Another aspect of sports cardiology is the continuous monitoring of athletes at different time points throughout their careers and during a single season. Doing so may help to detect markers of a new-onset disease, fatigue, and overtraining or predict physical fitness, as described by several articles in this issue. Gajda presents the results of a survey performed on 100 amateur endurance athletes, ten coaches, and ten sports doctors on the importance of heart rate monitoring (HRM) and suggests improvements to make these devices’ application more useful [7]. All participants preferred optical rather than strap devices and perceived the possibility of continuous electrocardiogram (ECG) monitoring during training to improve athletes’ safety. The manuscript contains a review of new devices used for HRM in athletes and is accompanied by a case report showing how HRM has been applied to detect atrioventricular nodal reentrant tachycardia (AVNRT) over six years in an amateur triathlete unwilling to undergo ablation [8]. Grzebisz looked for determinants of cardiovascular capacity in a group of 16 amateur long-distance skiers before the start of the preparation period. She assessed several morphological and biochemical markers, of which percentage of monocytes, the concentration of sodium, and total calcium were found as predictors of peak oxygen uptake in the regression model [9]. In a series of two articles, Gąsior & Hoffmann et al. focus on the analysis of heart rate (HR), respiratory rate, and heart rate variability (HRV) parameters as potential markers of fatigue and overtraining [10,11]. For that purpose, they studied a group of 12 elite modern pentathlonists and described baseline responses of the studied parameters to sympathetic nervous system activity stimulation, suggesting that the analysis should be individualized [10]. They also found that HRV should be interpreted concerning concomitant differences in HR and respiratory rate and technique of registration [11].

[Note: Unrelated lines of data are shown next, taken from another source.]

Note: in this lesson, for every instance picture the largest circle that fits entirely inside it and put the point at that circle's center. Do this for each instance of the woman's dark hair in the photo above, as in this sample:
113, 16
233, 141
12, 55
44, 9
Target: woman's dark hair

It is still undetermined whether participation in ultra-endurance exercises and competitions leads to acute and prolonged cardiac injury [12]. In this issue, in a group of 18 amateur middle-aged and veteran athletes, we demonstrate that participation in a 100-km running event caused only a mild increase in troponin T, which was not necessarily linked to cardiac injury, as demonstrated by the correlation of troponin T increase with markers of inflammation and lactic acid concentration during the race [13]. This is in line with findings of a detailed cardiac (ECG, echocardiography, cardiac magnetic resonance with resonance spectroscopy) and biochemical panel analysis performed before, 1–2 days after, and ten days after the race in a winner of a 24-h ultra-endurance run [6]. Cardiac imaging did not disclose any alterations, and there were only transient laboratory changes, most likely reflecting muscle damage, liver cell damage, activation of inflammatory processes, effects on the coagulation system, exercise-associated hyponatremia, and cytoprotective or growth-regulatory effects.

Safe sport is dependent on the intended use of legal performance-enhancing medications and the avoidance of illegal substances, which often affect the heart. For that purpose, Sivalokanathan et al. review current data on the cardiac effects of the most commonly used legal and illegal substances (caffeine and anabolic steroids) [14]. A final manuscript of that issue gives a glimpse into the potential future of sports cardiology. Soplińska et al. present a comprehensive review on the role of microRNAs (small particles that regulate the post-transcription gene expression) as biomarkers of systemic changes in response to endurance training [15]. The authors found that miR-1, miR-133, miR-21, and miR-155 are crucial in adaptive response to exercise. It will be interesting to see what the future holds for these markers.